Libreville, mercredi 24 juin 2026 – Depuis son arrivée au pouvoir le 30 août 2023, Brice Clotaire Oligui Nguema a multiplié les déplacements sur le terrain, mais sans échanges directs avec les journalistes nationaux. Les discours et inaugurations se succédaient, tandis que les réponses spontanées aux interrogations citoyennes restaient rares. Cette dynamique semble avoir changé récemment, non par une conférence de presse solennelle, mais grâce à une série d’entretiens réalisés par le journaliste Chamberland Moukouama lors du séjour présidentiel à Mayumba et à Tchibanga, puis à Libreville, notamment à Baraka, Bikélé et à la Poste SA au centre-ville.
Au-delà du succès médiatique, cette initiative révèle une évolution plus profonde : celle d’une communication présidentielle qui cherche à sortir des formats classiques pour renouer avec une authenticité politique rare sur le continent.
La force de la simplicité
L’originalité de la démarche ne réside pas uniquement dans la personnalité du journaliste, mais surtout dans la méthode employée. Fondateur du concept « CASH », Chamberland Moukouama privilégie la pédagogie citoyenne, l’éducation populaire et la franchise. Son objectif : traduire les enjeux publics dans un langage compréhensible par tous. À Mayumba, il a posé les questions que les citoyens ordinaires se posent quotidiennement, des interrogations simples, directes, parfois dérangeantes, souvent absentes des interviews institutionnelles.
Plus significatif encore, l’échange s’est déroulé loin des salons officiels. En accompagnant le président lors d’une partie de pêche nocturne, le journaliste a déplacé le débat politique dans un environnement inhabituel, où le protocole s’est effacé au profit de la spontanéité. Cette proximité a permis d’aborder des sujets sensibles : gouvernance, critiques du pouvoir, influence de certains collaborateurs, perception des réformes ou aspects personnels de l’exercice du pouvoir. Le résultat a surpris de nombreux observateurs. Les Gabonais ont découvert un chef de l’État moins institutionnel, plus accessible, capable de répondre sans filtre apparent à des préoccupations qui circulent dans les quartiers, sur les réseaux sociaux et dans les conversations quotidiennes.

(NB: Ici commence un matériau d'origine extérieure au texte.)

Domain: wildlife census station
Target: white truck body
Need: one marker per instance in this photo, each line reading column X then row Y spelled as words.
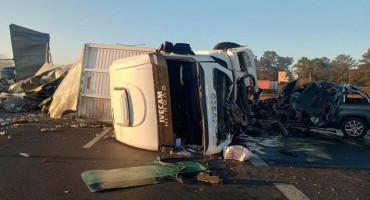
column 158, row 97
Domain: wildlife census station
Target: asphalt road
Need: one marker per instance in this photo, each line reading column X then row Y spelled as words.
column 327, row 177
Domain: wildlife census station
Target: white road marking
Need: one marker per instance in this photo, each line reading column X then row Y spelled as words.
column 97, row 138
column 289, row 190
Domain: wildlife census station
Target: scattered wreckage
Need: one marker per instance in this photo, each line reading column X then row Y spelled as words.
column 319, row 105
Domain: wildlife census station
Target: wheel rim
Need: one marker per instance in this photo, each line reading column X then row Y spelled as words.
column 354, row 128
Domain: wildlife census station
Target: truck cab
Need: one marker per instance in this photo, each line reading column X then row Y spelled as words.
column 177, row 94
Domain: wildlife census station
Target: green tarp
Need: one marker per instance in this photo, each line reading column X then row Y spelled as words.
column 97, row 180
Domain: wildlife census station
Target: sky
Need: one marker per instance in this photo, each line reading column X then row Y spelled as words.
column 310, row 28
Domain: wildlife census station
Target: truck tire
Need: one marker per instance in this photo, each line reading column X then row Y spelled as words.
column 354, row 127
column 225, row 46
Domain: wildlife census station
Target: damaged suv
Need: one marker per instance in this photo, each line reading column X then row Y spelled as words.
column 325, row 105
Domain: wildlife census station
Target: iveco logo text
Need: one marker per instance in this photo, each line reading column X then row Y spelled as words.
column 162, row 106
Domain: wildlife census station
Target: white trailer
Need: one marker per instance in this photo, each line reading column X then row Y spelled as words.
column 85, row 89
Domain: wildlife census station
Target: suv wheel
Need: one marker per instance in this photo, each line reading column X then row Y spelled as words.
column 354, row 127
column 226, row 45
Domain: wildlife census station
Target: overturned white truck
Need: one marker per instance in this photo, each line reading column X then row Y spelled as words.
column 175, row 93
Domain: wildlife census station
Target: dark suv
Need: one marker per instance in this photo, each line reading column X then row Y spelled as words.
column 325, row 105
column 353, row 115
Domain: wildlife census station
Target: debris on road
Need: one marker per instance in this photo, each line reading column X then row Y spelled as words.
column 288, row 153
column 209, row 177
column 19, row 121
column 237, row 152
column 48, row 130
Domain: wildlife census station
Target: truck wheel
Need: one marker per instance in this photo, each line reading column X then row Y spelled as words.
column 354, row 127
column 225, row 46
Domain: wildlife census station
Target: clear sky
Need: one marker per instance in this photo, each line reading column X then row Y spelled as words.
column 312, row 28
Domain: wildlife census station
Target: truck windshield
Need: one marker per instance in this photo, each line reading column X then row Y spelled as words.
column 7, row 73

Quand la communication devient un acte politique
Dans les grandes démocraties, certains journalistes ont marqué leur époque en réduisant la distance entre dirigeants et citoyens. Jean-Pierre Elkabbach en France a construit sa réputation sur la confrontation intellectuelle, Jean-Jacques Bourdin sur les préoccupations concrètes du public, Christophe Boisbouvier sur sa capacité à interroger les dirigeants dans des contextes inattendus. À sa manière, Chamberland Moukouama s’inscrit dans cette tradition, mais avec une différence notable : là où d’autres privilégient le studio, il choisit le terrain.
Cette approche intervient à un moment particulier de l’histoire politique gabonaise. Après la transition et l’élection présidentielle, les attentes de transparence sont fortes. Les citoyens réclament davantage qu’une communication descendante ; ils veulent comprendre, questionner, parfois contester. Dans ce contexte, accepter des échanges directs et moins formatés constitue un message politique fort, car une communication moderne ne consiste plus à diffuser des informations, mais à créer les conditions du dialogue, même lorsque les questions sont inconfortables.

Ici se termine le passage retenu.